On 7 March 2024, Delany signed with Basket Zaragoza of the Liga ACB for the rest of the 2023–24 season.

===Veltex Shizuoka (2024–2025)===
On June 17, 2024, Delany signed with Veltex Shizuoka of the Japanese B.League for the 2024–25 B2 League season.

===Utunomiya Brex (2025)===
Delany joined Utsunomiya Brex of the B.League for the 2025 Basketball Champions League Asia.

===Melbourne United (2025–2026)===
On 22 May 2025, Delany signed a two-year deal with Melbourne United, with the second year being a mutual option. On 5 March 2026, in the Play-In Qualifier, Delany scored a season-high 33 points in an 82–68 win over the Tasmania JackJumpers. The second year of his two-year deal was not exercised following the season. In 33 games during the 2025–26 NBL season, he averaged 11.4 points, 5.6 rebounds and 2.3 assists per game.

===Ibaraki Robots (2026–present)===
On 8 June 2026, Delany signed with the Ibaraki Robots of the B.League.

==National team career==
Delany was a member of the New Zealand national team that won 4th place at the 2017 FIBA Asia Cup in Beirut, Lebanon. Over six tournament games, he averaged 12.7 points, 7.0 rebounds and 0.8 assists per game. He was a Tall Blacks member who won the bronze medal at the 2018 Commonwealth Games.

In November 2017, 2018, and February 2019, Delany represented the Tall Blacks during the 2019 FIBA Basketball World Cup qualifiers. Over nine qualifiers games, he averaged 7.2 points, 3.8 rebounds and 1.1 assists per game.

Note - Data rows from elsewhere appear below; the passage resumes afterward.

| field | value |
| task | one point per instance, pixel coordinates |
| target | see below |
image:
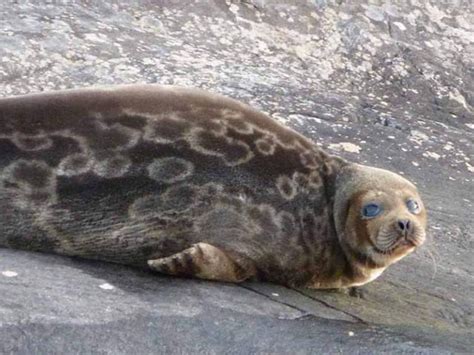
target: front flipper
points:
(204, 261)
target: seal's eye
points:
(371, 210)
(413, 206)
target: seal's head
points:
(379, 215)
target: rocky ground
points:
(388, 84)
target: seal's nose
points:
(403, 225)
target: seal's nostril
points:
(404, 225)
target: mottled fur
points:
(181, 181)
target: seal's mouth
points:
(397, 244)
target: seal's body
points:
(193, 184)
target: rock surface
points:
(386, 84)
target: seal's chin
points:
(391, 247)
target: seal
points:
(197, 185)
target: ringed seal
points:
(192, 184)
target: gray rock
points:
(394, 80)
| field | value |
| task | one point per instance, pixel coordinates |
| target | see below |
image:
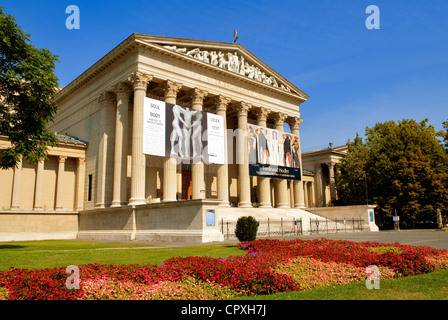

In May 2025, Delany returned to the Tall Blacks for a trans-Tasman series against Australia.

In November 2025, Delany was named in the Tall Blacks squad for the first window of the FIBA Basketball World Cup 2027 Asian Qualifiers.

== Career statistics ==
=== NBL ===

| Year | MPG | FG% | 3P% | FT% | RPG | APG | SPG | BPG | PPG |
|---|---|---|---|---|---|---|---|---|---|
| 2020–21 | 33.49 | 46 | 34 | 83 | 6.8 | 2.2 | 0.56 | 0.33 | 16.22 |
| 2019–20 | 29.31 | 47 | 40 | 81 | 6 | 2 | 0.55 | 0.35 | 12.35 |
| 2018–19 | 14.95 | 57 | 39 | 69 | 2.76 | 1.32 | 0.28 | 0.08 | 8.04 |
| 2017–18 | 14.96 | 50 | 22 | 66 | 3.36 | 0.82 | 0.36 | 0.18 | 5.18 |
| 2016–17 | 8.92 | 53 | 47 | 74 | 2.24 | 0.52 | 0.16 | 0.04 | 3.24 |
| 2015–16 | 2.33 | 0 | 0 | — | 1 | 0.33 | 0 | 0 | 0 |

==Personal life==
Delany is a dual national of New Zealand and Ireland.